The final montage connects this relationship with the love that exhausted new parents Marshall and Lily feel for their new baby Marvin, despite his refusal to sleep. Back in the world where Ted is not persuading long-ago girlfriends to leave their fiancés at the altar on a whim, Barney is trying to keep his season five relationship with Robin a secret from his new fiancée, Quinn. He has photoshopped Robin out of all their pictures and purged all their mementos, but he’s undone by Marshall and Lily spilling the beans while too tired to remember that Quinn’s in the room. This leads to the gem of the episode, a one-minute speed run (complete with on-screen timer) through his entire relationship with Robin. He even has time at the end to mention, apropos of nothing, that “also I went on Price is Right and I won a dune buggy” (in season two’s “Showdown”).

Quinn takes it badly, in the way TV girlfriends always seem to take the news that their boyfriends are still close to their exes. I could certainly fault “Farhampton” for the speedy way it disposes of two romantic complications that stand between Ted and that fateful wedding day when the mother is met, but I’ll bet we haven’t seen the last of either Quinn or Victoria. Both Barney and Ted need to confront more fully the barriers that stand between them and the commitments to which they exhibit such a love-hate relationship. For Barney, it’s the counterintuitive urge to hang onto something instead of moving right along; for Ted, it’s the honesty to critique his romantic impulses.
Klaus’s monologue about true love asserts that there’s somebody out there for us all. That’s a thought that fits well with HIMYM’s teleological premise, but already complications are clouding that rosy picture. Robin and Barney’s wedding day will not go well, it seems. Those fated relationship might not be practical, for all their inevitability.

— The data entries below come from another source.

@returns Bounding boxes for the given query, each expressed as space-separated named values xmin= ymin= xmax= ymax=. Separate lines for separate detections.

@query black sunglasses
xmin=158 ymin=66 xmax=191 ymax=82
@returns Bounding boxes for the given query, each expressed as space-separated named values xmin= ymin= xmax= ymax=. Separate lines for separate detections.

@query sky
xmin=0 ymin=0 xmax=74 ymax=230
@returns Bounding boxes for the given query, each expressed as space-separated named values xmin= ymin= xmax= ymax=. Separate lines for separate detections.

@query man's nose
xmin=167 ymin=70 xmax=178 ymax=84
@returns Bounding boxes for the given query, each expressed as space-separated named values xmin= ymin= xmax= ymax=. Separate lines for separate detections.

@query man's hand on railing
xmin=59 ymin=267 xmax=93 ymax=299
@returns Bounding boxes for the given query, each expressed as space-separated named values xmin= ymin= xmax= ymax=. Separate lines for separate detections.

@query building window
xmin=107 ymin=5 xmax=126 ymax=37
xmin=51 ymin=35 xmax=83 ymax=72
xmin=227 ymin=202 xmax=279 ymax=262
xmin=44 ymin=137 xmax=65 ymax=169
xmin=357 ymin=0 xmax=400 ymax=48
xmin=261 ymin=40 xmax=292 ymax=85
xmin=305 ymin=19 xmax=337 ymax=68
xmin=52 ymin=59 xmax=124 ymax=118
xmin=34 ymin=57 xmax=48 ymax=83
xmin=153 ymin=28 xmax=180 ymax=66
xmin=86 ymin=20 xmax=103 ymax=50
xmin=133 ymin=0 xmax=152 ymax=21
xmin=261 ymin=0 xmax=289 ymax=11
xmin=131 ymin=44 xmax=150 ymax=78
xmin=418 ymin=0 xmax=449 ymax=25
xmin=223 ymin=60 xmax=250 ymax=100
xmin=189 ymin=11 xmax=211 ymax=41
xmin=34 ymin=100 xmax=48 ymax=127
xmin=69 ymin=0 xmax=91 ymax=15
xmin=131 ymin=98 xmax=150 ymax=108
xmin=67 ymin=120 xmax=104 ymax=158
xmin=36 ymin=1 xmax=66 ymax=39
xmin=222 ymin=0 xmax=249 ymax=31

What I’m looking forward to this season (and next, if need be) isn’t the fairy-tale ending, but the final transformations that take place when leaving those illusions behind.

Stray observations:

  • One romantic complication remains after Victoria and Quinn make their exits: Robin’s boy toy Nick, about whom she comments to the sleepwalking Marshall and Lily: “I don’t want to be crude, but I could spend all day licking his abs.” “You’re preaching to the choir, sister!” responds Marshall, who has no idea what she just said.
  • Maybe my favorite single moment of the episode, speaking of Nick, is Robin’s adorable little “okay!” after Nick admonishes her that they need to “discuss the meaning of the word ‘emergency’ and the phrase ‘trapped under a car.’”
  • Another terrific Colbie Smulders line reading comes after the camera has panned across happy couples Marshall and Lily and Barney-and-Quinn: “Robin one, poppy seed zero!” she exults after extracting some detritus from between her teeth.
  • That’s Band Of Horses’ “The Funeral” playing over the mother exiting her cab, retrieving her guitar, and walking up the Farhampton train station steps in the rain.
  • Probably not just the sleep deprivation talking when Marshall responds to Quinn’s invitation for the assembled ladies to be her bridesmaids with “We’d be honored!”